Inheritance Tax rates and allowances
There is usually no Inheritance Tax to pay when a net estate is worth less than £325,000, known as the nil rate band, or if everything above this threshold is left to your spouse or civil partner or to a charity or a community amateur sports club.
If your spouse or civil partner died before you and their allowance of £325,000 was not used, then any remaining part of this can be transferred to your estate, making a total nil rate band of £650,000.
If you leave your home to your direct descendants and your estate is worth less than £2 million, then there is an additional allowance of £175,000, known as the residence nil rate band. Again, any part of this allowance not used by your spouse’s estate can be transferred, making a total residence allowance of £350,000. Added to the nil rate band, this makes a potential total allowance of £1 million.
The standard rate of Inheritance Tax is 40%. If you leave 10% or more of your net estate to charity, this is reduced to 36%.
Gifts of cash or valuable items made in the last seven years before death may be liable for Inheritance Tax. Generally, you can give £3,000 away each year, with some exceptions for gifts to family members for events such as weddings. If more than this is given away in the seven years before death, then Inheritance Tax is payable on the sum on a sliding scale, as follows:
Years between gift and death Rate of tax on the gift
3 to 4 years 32%
4 to 5 years 24%
5 to 6 years 16%
6 to 7 years 8%
7 or more 0%
Think tank proposals
The Resolution Foundation has proposed returning to a progressive rate structure, with a 20% band for estates valued at between £650,000 and £1 million (for couples) and a 30% band for estates worth up to £1.5 million.
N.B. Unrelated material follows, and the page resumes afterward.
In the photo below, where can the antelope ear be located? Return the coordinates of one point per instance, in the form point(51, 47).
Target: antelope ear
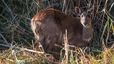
point(77, 10)
point(90, 10)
They suggest that the current tax reliefs on business and agricultural properties ‘should be scrapped or heavily restricted’. They feel that these reliefs are only available to a small number of individuals and are one of the main reasons why the effective rate of tax paid on estates worth over £10 million is 10%.
They also suggest taxing inherited pension pots, which they feel are no different to other savings if they are not used to purchase an annuity.
They recommend ending the residence nil rate band, stating: “The RNRB does significantly reduce how many estates pay any IHT. And it is not as top heavy as Business Relief is, for example, in part because it is at least partially withdrawn from estates worth over £2 million.
“It is hard to argue why main homes should be favoured over other assets among the small proportion of the population that pay IHT – particularly given that these also benefit from an exemption from Capital Gains Tax. And it is hard to argue why transfers to siblings or niblings, for example, should be taxed very differently from transfers to children or grandchildren.
“The RNRB is also complicated, for example due to the well-intentioned downsizing provisions that mean that the relief can apply to non-housing wealth so long as the deceased previously owned a home.”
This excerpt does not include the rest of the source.